It seems that some Canadian bloggers maybe waking up to the oil & natural gas (O&G) potential in the high arctic.
The article in the To Star referenced at the cathiefromcanada blog doesn't really go into to many details about the rather large O&G potential in the north. Nor for that matter some of the other interesting things that have been happening while the government of Canada's view was almost solely focused south of 60º.
The Star article makes a guess that PM Harper's comments in the Common's foyer regarding the US ambassador's statement about sovereignty in the north are likely just good PR bluster.
I guess I tend to agree.
I'll bet most Canadians haven't heard of: Pat Broe from Denver. But they might in the future, eh. He's the guy that bought the old Hudson Bay port facility in Churchhill Manitoba for $7 in 1997. Wonder whether he paid for it with USD or CAD.
With natural gas prices seeming to be ever on the rise (even through there are day to day drops in price the trend is up), high arctic projects are starting to look better and better. CERI has updated its report on the Melville Island's Drake Point and Hecla natural gas fields for example.
I think PetroCan has the main interest in these fields. Discovered in the hay day of northern O&G exploration and likely heavily subsidized by Canadian taxpayers either through "super depletion" or the famous Petroleum Incentive Program (PIP) which itself was part of the Alberta hated NEP.

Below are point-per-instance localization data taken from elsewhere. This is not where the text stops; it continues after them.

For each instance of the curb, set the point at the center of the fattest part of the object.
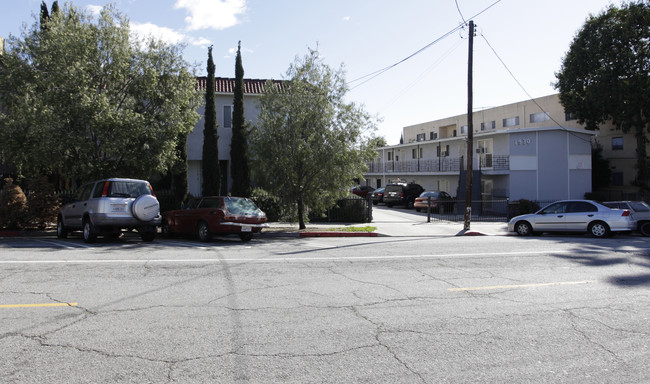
(474, 234)
(338, 234)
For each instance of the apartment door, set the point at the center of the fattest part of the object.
(484, 150)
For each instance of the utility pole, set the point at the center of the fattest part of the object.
(470, 129)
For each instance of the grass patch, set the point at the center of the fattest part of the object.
(367, 228)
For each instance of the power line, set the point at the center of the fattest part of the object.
(374, 74)
(526, 92)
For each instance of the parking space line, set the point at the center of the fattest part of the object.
(63, 244)
(487, 288)
(38, 305)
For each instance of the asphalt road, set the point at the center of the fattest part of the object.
(493, 309)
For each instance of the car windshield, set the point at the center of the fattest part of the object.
(128, 189)
(210, 203)
(394, 188)
(639, 206)
(240, 206)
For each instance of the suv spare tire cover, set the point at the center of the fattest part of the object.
(145, 208)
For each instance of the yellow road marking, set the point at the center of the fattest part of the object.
(38, 305)
(521, 286)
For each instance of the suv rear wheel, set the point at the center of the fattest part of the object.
(90, 236)
(203, 231)
(61, 230)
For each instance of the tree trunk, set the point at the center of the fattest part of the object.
(641, 157)
(301, 212)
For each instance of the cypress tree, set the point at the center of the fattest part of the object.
(239, 167)
(210, 163)
(179, 172)
(45, 16)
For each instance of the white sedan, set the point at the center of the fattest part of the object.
(574, 216)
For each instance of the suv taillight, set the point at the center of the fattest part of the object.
(105, 190)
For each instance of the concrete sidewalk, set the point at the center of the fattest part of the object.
(395, 222)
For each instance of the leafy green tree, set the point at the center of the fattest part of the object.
(239, 167)
(210, 163)
(604, 76)
(310, 143)
(83, 98)
(601, 174)
(377, 142)
(45, 15)
(42, 203)
(55, 7)
(13, 205)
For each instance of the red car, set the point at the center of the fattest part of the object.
(215, 215)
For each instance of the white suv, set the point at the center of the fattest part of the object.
(108, 206)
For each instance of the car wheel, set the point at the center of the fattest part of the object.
(89, 231)
(599, 229)
(523, 228)
(61, 230)
(644, 228)
(203, 232)
(246, 236)
(145, 208)
(147, 236)
(166, 232)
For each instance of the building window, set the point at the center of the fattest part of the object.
(488, 125)
(511, 121)
(539, 117)
(227, 116)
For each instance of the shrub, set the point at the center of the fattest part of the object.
(352, 209)
(13, 205)
(43, 203)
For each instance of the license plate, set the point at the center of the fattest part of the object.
(118, 208)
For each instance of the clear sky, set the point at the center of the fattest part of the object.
(530, 37)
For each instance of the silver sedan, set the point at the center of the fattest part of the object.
(574, 216)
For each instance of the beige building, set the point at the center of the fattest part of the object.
(530, 149)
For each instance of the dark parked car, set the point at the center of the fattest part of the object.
(216, 215)
(107, 207)
(438, 199)
(362, 190)
(640, 212)
(378, 195)
(402, 194)
(574, 216)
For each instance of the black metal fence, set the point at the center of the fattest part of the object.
(482, 210)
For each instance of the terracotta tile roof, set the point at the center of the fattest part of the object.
(227, 85)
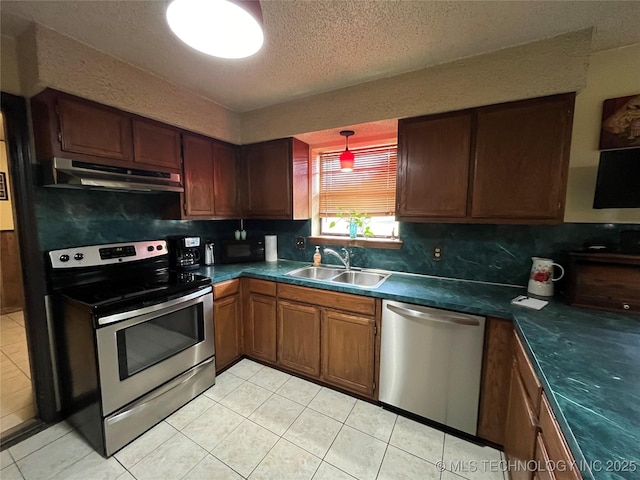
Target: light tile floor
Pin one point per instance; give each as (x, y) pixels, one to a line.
(16, 392)
(258, 423)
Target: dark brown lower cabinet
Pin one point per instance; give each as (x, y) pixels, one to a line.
(521, 429)
(348, 351)
(227, 330)
(496, 375)
(260, 327)
(553, 446)
(299, 337)
(544, 471)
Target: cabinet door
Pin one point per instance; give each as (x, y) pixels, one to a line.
(433, 166)
(227, 330)
(268, 177)
(544, 470)
(521, 159)
(521, 428)
(299, 337)
(348, 351)
(156, 144)
(496, 373)
(93, 130)
(198, 177)
(225, 181)
(260, 333)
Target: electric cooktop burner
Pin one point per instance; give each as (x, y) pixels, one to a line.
(119, 276)
(144, 288)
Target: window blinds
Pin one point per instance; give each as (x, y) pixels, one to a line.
(370, 188)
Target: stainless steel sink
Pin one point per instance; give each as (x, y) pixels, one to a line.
(316, 273)
(361, 279)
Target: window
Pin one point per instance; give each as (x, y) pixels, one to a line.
(370, 188)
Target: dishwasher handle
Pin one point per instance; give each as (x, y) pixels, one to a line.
(441, 317)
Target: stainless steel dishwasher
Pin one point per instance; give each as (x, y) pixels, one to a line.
(430, 363)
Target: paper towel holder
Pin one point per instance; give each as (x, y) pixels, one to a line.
(271, 248)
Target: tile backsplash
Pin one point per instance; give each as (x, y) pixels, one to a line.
(493, 253)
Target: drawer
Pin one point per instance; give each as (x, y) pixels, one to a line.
(224, 289)
(528, 375)
(556, 446)
(340, 301)
(264, 287)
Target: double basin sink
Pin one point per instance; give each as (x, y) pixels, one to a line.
(352, 278)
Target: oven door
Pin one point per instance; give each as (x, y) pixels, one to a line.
(143, 349)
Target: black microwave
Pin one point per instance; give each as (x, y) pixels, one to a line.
(239, 251)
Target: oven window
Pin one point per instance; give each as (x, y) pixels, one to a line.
(148, 343)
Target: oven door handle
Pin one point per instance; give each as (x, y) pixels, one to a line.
(154, 308)
(158, 393)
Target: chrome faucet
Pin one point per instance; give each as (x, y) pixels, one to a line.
(345, 260)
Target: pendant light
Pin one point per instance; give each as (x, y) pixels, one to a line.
(346, 157)
(221, 28)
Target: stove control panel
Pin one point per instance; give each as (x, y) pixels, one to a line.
(121, 251)
(95, 255)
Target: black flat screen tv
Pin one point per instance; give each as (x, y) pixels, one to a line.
(618, 184)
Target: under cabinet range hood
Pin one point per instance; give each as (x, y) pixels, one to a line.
(67, 173)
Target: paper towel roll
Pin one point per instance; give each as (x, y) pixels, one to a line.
(271, 248)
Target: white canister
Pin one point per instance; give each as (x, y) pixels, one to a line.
(271, 248)
(541, 277)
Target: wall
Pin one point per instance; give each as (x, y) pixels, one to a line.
(69, 218)
(614, 73)
(48, 59)
(493, 253)
(546, 67)
(9, 78)
(6, 206)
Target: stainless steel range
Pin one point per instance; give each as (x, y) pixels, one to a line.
(134, 341)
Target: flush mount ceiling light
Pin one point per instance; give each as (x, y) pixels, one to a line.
(221, 28)
(346, 157)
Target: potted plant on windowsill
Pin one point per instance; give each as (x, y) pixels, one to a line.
(357, 222)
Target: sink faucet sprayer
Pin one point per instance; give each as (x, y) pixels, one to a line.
(345, 260)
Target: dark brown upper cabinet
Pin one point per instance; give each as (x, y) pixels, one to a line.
(210, 179)
(522, 159)
(276, 179)
(71, 127)
(433, 166)
(156, 144)
(504, 163)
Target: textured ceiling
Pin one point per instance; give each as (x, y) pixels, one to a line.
(318, 46)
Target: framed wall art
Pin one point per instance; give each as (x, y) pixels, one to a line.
(620, 123)
(4, 193)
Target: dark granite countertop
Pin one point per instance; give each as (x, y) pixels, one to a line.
(588, 361)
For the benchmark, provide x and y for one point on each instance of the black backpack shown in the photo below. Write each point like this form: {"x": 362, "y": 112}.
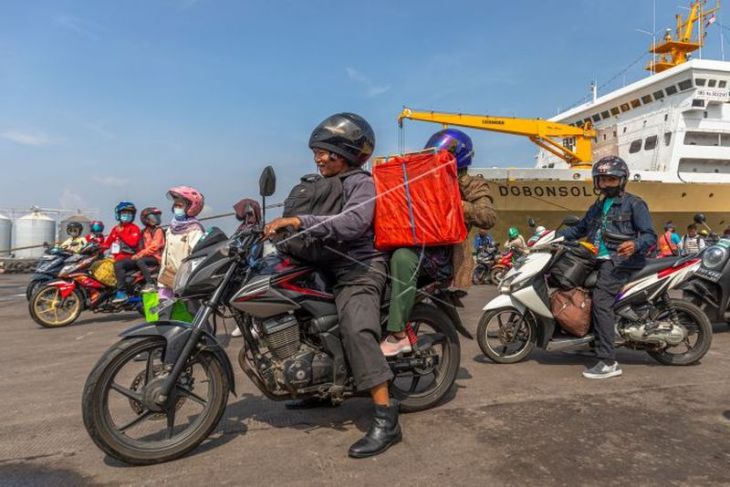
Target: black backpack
{"x": 319, "y": 196}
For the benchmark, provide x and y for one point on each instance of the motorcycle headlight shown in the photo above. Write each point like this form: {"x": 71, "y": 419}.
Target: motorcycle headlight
{"x": 714, "y": 257}
{"x": 183, "y": 274}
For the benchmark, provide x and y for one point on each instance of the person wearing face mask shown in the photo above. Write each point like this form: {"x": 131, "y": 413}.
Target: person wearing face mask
{"x": 122, "y": 243}
{"x": 182, "y": 235}
{"x": 153, "y": 241}
{"x": 615, "y": 212}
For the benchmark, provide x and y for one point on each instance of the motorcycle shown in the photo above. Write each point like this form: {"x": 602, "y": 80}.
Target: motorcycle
{"x": 292, "y": 349}
{"x": 60, "y": 302}
{"x": 709, "y": 287}
{"x": 486, "y": 257}
{"x": 672, "y": 331}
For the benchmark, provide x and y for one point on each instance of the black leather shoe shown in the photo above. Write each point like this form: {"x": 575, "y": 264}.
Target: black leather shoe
{"x": 310, "y": 403}
{"x": 384, "y": 432}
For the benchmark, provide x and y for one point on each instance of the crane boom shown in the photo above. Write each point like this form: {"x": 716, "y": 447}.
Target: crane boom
{"x": 575, "y": 148}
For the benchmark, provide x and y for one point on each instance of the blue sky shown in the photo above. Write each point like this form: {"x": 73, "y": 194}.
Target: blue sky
{"x": 109, "y": 100}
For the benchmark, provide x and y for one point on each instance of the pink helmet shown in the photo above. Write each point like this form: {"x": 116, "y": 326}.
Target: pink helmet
{"x": 192, "y": 196}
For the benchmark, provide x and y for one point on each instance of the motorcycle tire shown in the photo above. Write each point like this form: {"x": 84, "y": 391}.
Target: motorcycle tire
{"x": 98, "y": 421}
{"x": 702, "y": 345}
{"x": 449, "y": 361}
{"x": 75, "y": 299}
{"x": 34, "y": 286}
{"x": 501, "y": 357}
{"x": 497, "y": 274}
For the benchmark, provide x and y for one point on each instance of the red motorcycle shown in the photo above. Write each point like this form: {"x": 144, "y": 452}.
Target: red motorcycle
{"x": 60, "y": 302}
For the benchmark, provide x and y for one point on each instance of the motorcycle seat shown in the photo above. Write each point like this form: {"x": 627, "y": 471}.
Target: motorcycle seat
{"x": 655, "y": 265}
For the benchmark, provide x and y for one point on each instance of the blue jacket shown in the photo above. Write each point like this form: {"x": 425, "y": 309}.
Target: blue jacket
{"x": 628, "y": 216}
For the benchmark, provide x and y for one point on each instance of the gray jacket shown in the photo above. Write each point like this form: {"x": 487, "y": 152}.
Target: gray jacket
{"x": 353, "y": 226}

To give a view of what things look like from the to of the world have a peek at this map. It helps to put some things into focus, I hope. PM Harpers is talking about putting a military style harbour facility in Iqaluit - which is a 100 or so miles down the Frobisher Bay from the Davis Strait.
Iqaluit likely made some sense during WWII and part of the "cold war", the former as an airport in ferrying planes to Britain and the latter as a fuel station and radar center, put now who knows. Its the capital of Nunavut but really there is very little economic activity with the city other than government or birth right organization supported.
The US has 2 coast guard icebreakers which are stationed, I think, in Seattle.
If the arctic file heats up, want to bet that they will be stationed closer to the action.
What is that famous Northwest Passage anyways.
It of course has been a number of things but again, thanks to Athropolis, here is a map showing the concept over time.
Notice that until the permanent sea ice actually does melt the passage cuts south of Victoria Island and goes right pass Cambridge Bay - very close to Gjoa Haven also (I think Amundsen ship is still there in the harbour just sunk). Now if you are close to Cambridge bay you are close to Bathurst Inlet which is a natural deep sea harbour.